Financial Reform Bill Deal Reached
Friday, June 25th, 2010It’s been talked about for months now, but today the deal was finally reached by negotiators early this morning. The negotiation wasn’t easy and it ended up lasting through much of the night, but lawmakers finally came to a compromise and now the United States Bank Financial Reform Bill is ready to go to a vote in both the House and the Senate.
There is much debate in Washington as to whether this move was the right one to make, with democrats saying it will avert another financial disaster and republicans saying it will slow down the economy in the long run. The only thing that is definitely true at this point is that the landscape is about to change for banks in the United States.
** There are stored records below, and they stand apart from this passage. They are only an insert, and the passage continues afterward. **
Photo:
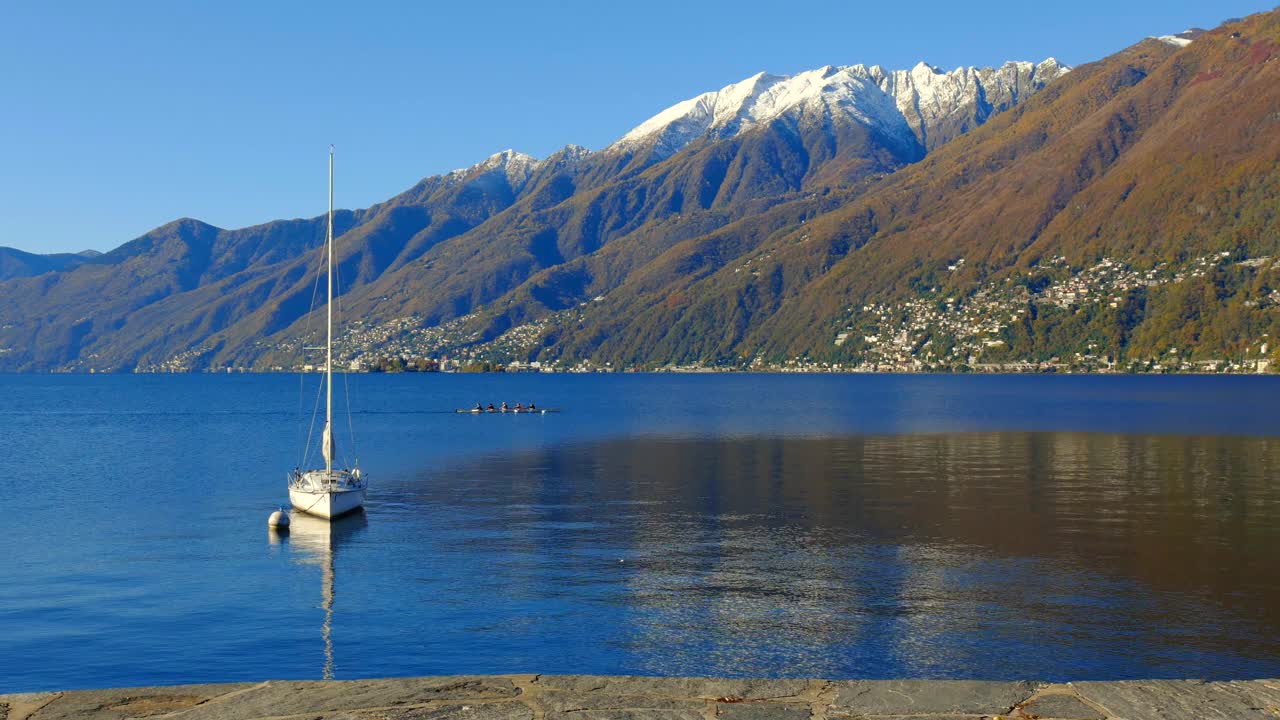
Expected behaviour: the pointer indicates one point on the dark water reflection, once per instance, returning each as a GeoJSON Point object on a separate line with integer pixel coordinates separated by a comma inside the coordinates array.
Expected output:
{"type": "Point", "coordinates": [842, 527]}
{"type": "Point", "coordinates": [1047, 555]}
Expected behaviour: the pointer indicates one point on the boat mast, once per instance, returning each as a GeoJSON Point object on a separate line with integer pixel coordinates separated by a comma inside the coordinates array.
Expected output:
{"type": "Point", "coordinates": [328, 360]}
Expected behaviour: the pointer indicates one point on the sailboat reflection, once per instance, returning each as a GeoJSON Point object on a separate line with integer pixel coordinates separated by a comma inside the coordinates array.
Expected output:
{"type": "Point", "coordinates": [316, 541]}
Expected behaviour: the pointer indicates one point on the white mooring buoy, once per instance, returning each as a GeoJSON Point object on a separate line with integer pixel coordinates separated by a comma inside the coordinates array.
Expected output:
{"type": "Point", "coordinates": [279, 520]}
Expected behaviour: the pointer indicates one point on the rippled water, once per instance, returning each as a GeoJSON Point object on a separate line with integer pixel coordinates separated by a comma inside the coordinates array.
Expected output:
{"type": "Point", "coordinates": [842, 527]}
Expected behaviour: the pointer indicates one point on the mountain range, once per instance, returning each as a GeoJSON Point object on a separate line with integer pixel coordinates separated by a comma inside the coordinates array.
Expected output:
{"type": "Point", "coordinates": [1116, 214]}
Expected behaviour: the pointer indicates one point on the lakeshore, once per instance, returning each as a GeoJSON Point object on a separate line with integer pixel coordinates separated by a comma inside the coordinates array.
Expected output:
{"type": "Point", "coordinates": [598, 697]}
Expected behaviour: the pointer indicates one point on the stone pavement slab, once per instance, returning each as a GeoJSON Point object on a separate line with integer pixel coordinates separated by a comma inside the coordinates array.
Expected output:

The financial industry as a whole is about go through the biggest changes in many years.
There is a delicate balance that needs to be reached where economic expansion can continue without too much regulation, but some regulation needs to be in place in order to keep Wall Street and the banks under control. Derivatives trading will be watered down quite a bit, which is probably a good thing for the safety of the economy. Many lawmakers said that the goal of the bill is to regulate areas where banks and investment firms have found that there was no regulation. These areas were used to run up record profits, but when these markets collapsed, we ended with firms that were “too big to fail.”
In the short-term it is hard to say how this will affect the stock market in the United States. It’s quite unclear as to how this will change the business of some financial firms, but the certainty that a reform bill is now set should help the overall trading pattern in financial stocks. The true test of this bill will be in the long run, when we determine whether or not adequate steps were taken to keep us out of another credit crisis like we saw two years ago.